Siembra directamente en el suelo a una profundidad de 0,6 cm, con semillas separadas 2,5-2,6 cm en filas de 15 cm. Dependiendo de la variedad, alcanza 30-90 cm de altura, por lo que rala las plántulas a 30-60 cm de distancia para un óptimo desarrollo.
Para una cosecha continua, realiza siembras sucesivas: planta unas pocas semillas iniciales y repite cada semana durante la temporada.
No es obligatorio usar hileras; planta en grupos para autorreproducción natural mediante semillas caídas.
Mantén el suelo húmedo uniformemente durante la germinación.
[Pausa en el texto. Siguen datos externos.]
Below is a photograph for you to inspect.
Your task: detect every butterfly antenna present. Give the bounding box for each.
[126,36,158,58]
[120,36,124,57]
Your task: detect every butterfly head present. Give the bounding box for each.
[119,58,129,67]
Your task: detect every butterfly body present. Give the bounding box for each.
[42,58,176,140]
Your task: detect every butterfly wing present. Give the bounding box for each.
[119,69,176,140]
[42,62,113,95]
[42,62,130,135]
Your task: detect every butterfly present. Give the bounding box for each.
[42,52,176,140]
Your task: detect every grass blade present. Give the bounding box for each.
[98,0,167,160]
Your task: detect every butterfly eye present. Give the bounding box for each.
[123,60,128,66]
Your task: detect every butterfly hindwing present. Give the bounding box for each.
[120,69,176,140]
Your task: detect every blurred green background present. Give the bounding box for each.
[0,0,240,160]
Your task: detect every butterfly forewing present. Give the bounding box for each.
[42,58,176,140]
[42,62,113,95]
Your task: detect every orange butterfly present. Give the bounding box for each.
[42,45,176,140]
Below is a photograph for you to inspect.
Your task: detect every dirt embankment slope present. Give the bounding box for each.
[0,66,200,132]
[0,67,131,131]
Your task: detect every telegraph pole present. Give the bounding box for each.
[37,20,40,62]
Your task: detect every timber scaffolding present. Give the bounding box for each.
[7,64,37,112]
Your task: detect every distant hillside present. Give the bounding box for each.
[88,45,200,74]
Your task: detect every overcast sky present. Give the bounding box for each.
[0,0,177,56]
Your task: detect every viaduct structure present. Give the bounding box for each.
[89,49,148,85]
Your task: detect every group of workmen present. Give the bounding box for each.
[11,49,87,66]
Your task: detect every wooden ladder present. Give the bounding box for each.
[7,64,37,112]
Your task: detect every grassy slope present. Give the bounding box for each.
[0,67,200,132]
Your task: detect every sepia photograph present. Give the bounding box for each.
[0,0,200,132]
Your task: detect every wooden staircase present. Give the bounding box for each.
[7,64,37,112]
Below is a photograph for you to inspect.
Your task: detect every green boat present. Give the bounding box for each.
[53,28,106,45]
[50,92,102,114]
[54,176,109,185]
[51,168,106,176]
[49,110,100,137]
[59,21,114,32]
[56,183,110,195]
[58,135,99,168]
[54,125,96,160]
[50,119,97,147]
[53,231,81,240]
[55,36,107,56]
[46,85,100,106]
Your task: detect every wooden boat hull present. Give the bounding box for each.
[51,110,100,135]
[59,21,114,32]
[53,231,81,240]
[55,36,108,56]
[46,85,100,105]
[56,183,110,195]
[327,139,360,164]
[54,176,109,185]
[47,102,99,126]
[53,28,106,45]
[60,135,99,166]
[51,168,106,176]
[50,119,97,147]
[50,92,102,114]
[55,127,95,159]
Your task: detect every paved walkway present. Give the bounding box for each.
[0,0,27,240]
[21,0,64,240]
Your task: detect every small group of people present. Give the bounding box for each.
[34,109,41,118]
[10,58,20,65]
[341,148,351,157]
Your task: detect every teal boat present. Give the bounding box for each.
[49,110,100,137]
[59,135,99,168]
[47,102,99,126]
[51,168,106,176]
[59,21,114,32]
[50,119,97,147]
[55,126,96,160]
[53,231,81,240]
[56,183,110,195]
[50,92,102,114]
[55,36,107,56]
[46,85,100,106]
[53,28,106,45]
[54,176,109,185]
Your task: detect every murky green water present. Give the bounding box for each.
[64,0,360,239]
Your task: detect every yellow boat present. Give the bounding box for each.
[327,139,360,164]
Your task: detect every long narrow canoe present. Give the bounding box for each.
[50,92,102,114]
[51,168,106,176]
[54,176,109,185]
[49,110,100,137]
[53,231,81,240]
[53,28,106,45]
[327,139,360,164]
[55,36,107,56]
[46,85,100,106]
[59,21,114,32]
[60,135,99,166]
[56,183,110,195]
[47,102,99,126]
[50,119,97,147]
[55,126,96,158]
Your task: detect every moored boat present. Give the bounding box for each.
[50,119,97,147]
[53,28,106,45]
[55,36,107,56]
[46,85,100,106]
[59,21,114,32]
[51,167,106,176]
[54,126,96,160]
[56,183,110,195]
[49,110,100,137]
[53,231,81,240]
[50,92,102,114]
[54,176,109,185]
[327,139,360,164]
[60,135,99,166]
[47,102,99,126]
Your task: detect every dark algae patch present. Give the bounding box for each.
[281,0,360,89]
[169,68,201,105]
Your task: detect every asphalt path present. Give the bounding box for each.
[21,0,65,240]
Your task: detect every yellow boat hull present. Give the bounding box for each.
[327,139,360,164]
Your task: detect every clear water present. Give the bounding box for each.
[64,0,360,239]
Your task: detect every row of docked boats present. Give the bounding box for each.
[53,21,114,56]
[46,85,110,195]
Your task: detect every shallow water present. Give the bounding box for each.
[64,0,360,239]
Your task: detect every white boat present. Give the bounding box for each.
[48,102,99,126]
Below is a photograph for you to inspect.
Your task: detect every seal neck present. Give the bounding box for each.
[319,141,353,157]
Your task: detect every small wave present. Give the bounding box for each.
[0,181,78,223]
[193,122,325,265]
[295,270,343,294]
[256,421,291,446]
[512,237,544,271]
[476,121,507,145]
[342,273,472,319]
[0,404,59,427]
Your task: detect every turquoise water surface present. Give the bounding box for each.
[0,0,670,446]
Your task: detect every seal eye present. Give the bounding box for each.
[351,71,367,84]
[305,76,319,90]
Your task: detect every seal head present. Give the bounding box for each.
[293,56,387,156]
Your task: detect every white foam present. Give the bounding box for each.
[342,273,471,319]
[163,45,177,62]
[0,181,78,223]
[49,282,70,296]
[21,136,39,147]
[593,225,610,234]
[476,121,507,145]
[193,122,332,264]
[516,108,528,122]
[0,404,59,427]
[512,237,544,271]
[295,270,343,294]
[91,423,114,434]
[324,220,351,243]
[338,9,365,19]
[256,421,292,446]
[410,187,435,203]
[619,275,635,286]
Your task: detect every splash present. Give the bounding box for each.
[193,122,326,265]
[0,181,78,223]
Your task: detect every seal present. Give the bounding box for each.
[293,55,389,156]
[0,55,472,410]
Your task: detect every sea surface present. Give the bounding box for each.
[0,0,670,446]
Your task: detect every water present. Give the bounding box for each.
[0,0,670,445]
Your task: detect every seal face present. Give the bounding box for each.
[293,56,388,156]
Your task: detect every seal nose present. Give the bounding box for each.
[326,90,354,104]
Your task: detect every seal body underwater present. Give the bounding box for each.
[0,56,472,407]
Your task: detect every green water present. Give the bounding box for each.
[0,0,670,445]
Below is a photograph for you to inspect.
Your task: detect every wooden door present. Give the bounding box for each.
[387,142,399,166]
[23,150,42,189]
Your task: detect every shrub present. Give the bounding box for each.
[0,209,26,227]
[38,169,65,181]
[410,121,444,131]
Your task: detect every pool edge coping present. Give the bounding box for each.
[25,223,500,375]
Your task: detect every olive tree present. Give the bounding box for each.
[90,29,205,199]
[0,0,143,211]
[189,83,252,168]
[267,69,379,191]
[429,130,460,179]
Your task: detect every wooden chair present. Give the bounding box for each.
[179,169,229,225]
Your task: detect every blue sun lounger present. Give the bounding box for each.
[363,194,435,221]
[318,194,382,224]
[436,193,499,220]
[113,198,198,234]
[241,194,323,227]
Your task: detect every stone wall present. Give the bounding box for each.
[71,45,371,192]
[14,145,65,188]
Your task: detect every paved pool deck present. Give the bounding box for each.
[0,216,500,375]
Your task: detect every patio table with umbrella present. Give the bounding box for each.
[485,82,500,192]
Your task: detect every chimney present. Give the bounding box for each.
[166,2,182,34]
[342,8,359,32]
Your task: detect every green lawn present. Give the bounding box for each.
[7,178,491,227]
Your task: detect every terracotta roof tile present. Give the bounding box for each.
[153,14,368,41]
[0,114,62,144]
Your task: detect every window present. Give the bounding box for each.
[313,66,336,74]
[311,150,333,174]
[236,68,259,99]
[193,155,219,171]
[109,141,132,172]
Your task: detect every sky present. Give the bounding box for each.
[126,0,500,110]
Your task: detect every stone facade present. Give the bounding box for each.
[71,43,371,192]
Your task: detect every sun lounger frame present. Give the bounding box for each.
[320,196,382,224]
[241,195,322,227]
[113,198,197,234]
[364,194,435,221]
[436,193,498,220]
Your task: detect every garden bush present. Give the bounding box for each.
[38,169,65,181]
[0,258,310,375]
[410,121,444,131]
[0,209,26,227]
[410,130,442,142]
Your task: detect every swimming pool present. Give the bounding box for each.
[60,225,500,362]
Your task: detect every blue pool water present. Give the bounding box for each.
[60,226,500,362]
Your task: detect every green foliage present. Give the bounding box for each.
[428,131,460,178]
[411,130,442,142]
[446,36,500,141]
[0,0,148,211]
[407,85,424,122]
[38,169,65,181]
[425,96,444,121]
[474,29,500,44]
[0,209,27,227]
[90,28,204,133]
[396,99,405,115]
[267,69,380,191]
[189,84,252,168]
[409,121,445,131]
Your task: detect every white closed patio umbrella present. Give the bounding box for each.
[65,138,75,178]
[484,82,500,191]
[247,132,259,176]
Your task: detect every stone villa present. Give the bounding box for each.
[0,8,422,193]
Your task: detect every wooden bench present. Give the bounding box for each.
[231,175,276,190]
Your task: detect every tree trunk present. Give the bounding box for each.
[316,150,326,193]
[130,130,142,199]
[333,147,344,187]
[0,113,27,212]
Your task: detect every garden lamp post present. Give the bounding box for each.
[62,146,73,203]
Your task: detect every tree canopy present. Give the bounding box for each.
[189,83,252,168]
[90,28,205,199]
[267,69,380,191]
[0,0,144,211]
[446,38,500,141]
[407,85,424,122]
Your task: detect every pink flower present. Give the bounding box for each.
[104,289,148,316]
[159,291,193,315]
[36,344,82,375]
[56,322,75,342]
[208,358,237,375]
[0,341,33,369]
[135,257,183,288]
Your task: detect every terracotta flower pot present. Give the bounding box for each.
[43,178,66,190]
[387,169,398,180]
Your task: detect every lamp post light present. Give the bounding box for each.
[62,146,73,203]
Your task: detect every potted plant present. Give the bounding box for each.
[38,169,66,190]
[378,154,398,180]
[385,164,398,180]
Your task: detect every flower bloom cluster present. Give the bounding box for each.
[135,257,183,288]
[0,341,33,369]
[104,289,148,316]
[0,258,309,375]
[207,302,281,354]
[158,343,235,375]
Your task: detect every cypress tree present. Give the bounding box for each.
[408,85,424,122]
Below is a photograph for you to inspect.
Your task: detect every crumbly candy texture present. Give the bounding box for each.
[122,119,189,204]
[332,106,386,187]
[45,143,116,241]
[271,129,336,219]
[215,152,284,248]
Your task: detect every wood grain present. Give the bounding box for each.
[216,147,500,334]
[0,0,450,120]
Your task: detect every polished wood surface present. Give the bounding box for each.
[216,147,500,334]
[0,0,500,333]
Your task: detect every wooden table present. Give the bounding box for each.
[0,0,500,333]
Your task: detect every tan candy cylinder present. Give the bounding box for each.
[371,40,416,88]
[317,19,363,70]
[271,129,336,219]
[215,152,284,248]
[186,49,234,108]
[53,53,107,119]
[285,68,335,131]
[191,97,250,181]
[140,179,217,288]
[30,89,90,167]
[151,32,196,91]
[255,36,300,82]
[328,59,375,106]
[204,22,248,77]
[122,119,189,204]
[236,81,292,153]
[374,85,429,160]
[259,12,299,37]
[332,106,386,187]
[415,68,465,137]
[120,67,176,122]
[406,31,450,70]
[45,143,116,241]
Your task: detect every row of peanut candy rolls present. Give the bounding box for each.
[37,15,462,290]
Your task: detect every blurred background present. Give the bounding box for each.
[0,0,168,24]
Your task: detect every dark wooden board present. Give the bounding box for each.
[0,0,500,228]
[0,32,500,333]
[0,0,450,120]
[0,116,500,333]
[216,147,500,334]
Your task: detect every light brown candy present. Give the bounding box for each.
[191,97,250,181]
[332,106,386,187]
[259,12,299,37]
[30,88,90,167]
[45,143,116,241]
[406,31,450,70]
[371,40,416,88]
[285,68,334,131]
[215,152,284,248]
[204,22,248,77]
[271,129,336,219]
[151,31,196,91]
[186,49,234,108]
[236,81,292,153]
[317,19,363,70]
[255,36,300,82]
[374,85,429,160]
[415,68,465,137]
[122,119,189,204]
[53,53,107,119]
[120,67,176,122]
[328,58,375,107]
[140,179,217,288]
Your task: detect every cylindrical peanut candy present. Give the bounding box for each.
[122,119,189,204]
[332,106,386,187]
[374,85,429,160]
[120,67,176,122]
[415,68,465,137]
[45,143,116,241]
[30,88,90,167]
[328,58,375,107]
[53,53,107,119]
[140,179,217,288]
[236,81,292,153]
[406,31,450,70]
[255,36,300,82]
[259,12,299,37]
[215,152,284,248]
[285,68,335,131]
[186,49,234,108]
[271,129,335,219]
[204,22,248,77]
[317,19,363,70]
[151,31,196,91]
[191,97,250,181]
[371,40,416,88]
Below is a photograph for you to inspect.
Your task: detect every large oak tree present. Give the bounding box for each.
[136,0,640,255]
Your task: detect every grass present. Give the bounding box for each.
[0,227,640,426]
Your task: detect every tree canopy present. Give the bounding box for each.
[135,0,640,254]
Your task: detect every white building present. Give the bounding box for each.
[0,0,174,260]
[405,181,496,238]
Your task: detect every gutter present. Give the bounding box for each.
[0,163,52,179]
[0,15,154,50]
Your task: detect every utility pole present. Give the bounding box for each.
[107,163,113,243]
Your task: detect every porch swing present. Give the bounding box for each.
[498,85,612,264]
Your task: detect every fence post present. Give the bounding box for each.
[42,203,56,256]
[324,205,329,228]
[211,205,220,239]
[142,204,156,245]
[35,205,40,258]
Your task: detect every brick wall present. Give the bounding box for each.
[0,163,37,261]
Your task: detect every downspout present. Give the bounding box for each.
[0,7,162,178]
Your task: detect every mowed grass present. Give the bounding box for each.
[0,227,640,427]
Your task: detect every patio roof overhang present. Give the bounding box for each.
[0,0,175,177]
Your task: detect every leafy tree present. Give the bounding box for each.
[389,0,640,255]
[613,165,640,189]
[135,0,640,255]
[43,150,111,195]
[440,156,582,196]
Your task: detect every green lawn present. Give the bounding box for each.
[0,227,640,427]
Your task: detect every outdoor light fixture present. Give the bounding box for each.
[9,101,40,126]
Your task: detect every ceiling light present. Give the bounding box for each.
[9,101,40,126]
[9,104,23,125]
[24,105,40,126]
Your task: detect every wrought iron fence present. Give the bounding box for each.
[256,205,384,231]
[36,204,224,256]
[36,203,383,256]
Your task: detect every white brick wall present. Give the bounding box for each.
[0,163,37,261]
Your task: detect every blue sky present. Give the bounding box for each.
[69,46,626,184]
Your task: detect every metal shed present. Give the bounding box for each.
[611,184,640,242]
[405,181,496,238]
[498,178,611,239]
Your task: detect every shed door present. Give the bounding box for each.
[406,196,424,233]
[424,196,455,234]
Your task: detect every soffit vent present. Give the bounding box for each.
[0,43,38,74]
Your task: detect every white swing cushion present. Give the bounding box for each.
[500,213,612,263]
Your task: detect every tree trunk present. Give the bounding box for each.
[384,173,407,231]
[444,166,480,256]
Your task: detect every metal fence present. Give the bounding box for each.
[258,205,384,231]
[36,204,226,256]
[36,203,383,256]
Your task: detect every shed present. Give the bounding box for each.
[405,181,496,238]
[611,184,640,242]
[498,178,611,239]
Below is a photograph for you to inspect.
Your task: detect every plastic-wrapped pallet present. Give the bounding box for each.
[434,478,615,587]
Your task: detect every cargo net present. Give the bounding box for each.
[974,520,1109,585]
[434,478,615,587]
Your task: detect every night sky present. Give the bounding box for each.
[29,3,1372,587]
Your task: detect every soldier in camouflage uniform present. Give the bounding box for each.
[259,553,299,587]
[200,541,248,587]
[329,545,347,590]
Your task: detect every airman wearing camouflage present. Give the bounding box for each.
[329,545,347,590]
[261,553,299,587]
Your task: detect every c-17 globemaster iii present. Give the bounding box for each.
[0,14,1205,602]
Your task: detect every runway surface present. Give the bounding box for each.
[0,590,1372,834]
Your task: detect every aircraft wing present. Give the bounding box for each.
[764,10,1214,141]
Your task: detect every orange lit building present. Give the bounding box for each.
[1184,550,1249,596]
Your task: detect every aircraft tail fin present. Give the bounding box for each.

Las plantas adultas requieren 2,5-5 cm de agua o lluvia semanal.
El eneldo rara vez necesita fertilizantes, pero aplica un equilibrado 10-10-10 (líquido diluido o de liberación lenta) 1-2 veces por temporada si es necesario.
En climas cálidos, el eneldo 'boltea' (emite tallos florales prematuramente) para producir semillas y muere. Elimina las flores para prolongar la producción de hojas.
Hierba y semillas de eneldo
La 'hierba de eneldo' se refiere al follaje plumoso fresco o seco. Las semillas provienen de las atractivas umbelas florales amarillas.
Cultivo de eneldo en macetas
Perfecto para balcones soleados. Usa macetas de al menos 30 cm de profundidad por su raíz pivotante. Respeta 30-60 cm entre plantas según el contenedor.
En interiores, inicia semillas para cosecha temprana, aunque no rinde al máximo; siembras sucesivas son recomendables.
Cómo usar el eneldo
El eneldo fresco pierde aroma rápidamente; úsalo pronto. Refrigéralo con tallos en agua o hojas en toalla húmeda. Ideal para patatas, verduras, pescado, ensaladas, sopas y guisos.
Las umbelas frescas adornan ramos temporales, perfectas para cenas rápidas.
Congela en cubitos de hielo con agua para platos húmedos.
Seca hojas colgando plantas invertidas o aireando en platos. Para semillas, cubre umbelas maduras con bolsas de papel ventiladas, cuelga invertido y recolecta al caer. Almacena en frascos herméticos en lugar fresco y oscuro.
Encurtidos con eneldo
Sigue recetas seguras: usa 2-5 cabezas de semillas frescas por lote. El seco es alternativa, pero menos aromático.